Come ci arrivasse dal futuro, la magistrale lettera-apologo somministra in crescendo particolari del nuovo mondo. Nel XXII secolo il caffè si fa con le ghiande, si ricavano proteine commestibili dalle colture di batteri al suolo, qua e là ci sono gli ultimi avanzi di prati. Metcalfe cede alla nostalgia - a differenza dei suoi studenti, beati in un egocentrismo indifferente al passato -, pensa all’arcipelago nelle Cévennes “con scoscesi massicci boschivi che svettano da isole silenziose, paese a suo modo bello a patto di non sapere cosa è stato un tempo”.
“Quello che possiamo sapere” è pure e gloriosamente una scorticante commedia, con personaggi limati alla perfezione e double face, a partire da Vivien e Francis, impegnati a recitare la parte della coppia felice e immersi in un ménage patriarcale in cui la donna ha rinunciato alla carriera accademica per votarsi al Vate in un ”servaggio di stampo medioevale”. Metcalfe, segugio d’archivio, trova l’intervista di un’amica della coppia: “Se provavi a offrire aiuto Vivien lo rifiutava allegramente. Francis non si muoveva dalla poltrona, non faceva mai niente. Non credo che lo abbia mai attraversato il pensiero che la casa, la preparazione dei pasti o addirittura le condizioni della sua biancheria intima lo riguardassero minimamente. Dopotutto, lui era un genio”.

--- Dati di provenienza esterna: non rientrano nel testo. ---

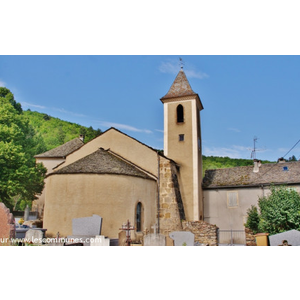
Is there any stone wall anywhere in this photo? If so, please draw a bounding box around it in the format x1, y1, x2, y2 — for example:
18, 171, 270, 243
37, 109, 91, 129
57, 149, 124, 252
158, 157, 185, 236
245, 228, 257, 246
0, 203, 15, 245
182, 221, 218, 246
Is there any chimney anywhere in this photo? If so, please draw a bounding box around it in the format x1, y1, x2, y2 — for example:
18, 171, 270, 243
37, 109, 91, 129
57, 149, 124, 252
253, 159, 261, 173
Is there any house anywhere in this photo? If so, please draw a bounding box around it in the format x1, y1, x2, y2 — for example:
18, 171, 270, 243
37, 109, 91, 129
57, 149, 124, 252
32, 135, 84, 215
202, 160, 300, 236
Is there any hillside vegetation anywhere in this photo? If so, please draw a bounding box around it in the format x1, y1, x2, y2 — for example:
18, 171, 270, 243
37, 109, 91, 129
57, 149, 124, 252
202, 155, 271, 175
24, 110, 276, 175
23, 110, 101, 154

Le apparenze ingannano anche con Harry Kitchener, editor di Francis e marito di sua sorella Jane, con gli sposini Chris e Harriet, con Mary Sheldrake, scrittrice amatissima da un esercito di lettori e profetessa del banale presto dimenticata. Tradimenti e ipocrisie covano ovunque tra i benestanti del giro Blundy, Vivien e Jane, la sorella di Francis, possono essere serenamente amiche solo “nei confini sicuri del non detto”.
McEwan, in elegante slalom tra i poeti (autentici), da Seamus Heaney a Eliot, da Tennyson a Wallace Stevens, e le vite agre di coppia, insiste sulla memoria e gli archivi del sapere moderni, su un’epoca dove tutto è insieme illuminato e inconoscibile e l’animo umano si replica lungo i binari del disagio, dell’egotismo, dei miraggi di un altrove. Di un successo, magari. Già, e la pergamena col poemetto? Per Thomas Metcalfe rinvenirla sarebbe l’exploit della vita, parte in spedizione con Rose ed è un’avventura vera.
Nella seconda parte di “Quello che possiamo sapere” è di Vivien la voce narrante, i suoi diari (spuntati dove e come? Spoilering vietato) sfoderano artigli e confessano i segreti di una vita, compresi gli ultimi sprazzi di matrimonio col precedente compagno Percy, fabbricante di ricercati violini. In cima a una piramide di pietre preziose (“Cortesie per gli ospiti”, “Espiazione”, “Chesil Beach” etc) il settantasettenne Mc Ewan incastona con “Quello che possiamo sapere” - pubblica Einaudi, pagg. 370. euro 21 - un conturbante gioiello di rifrangenze e svelamenti che incanta.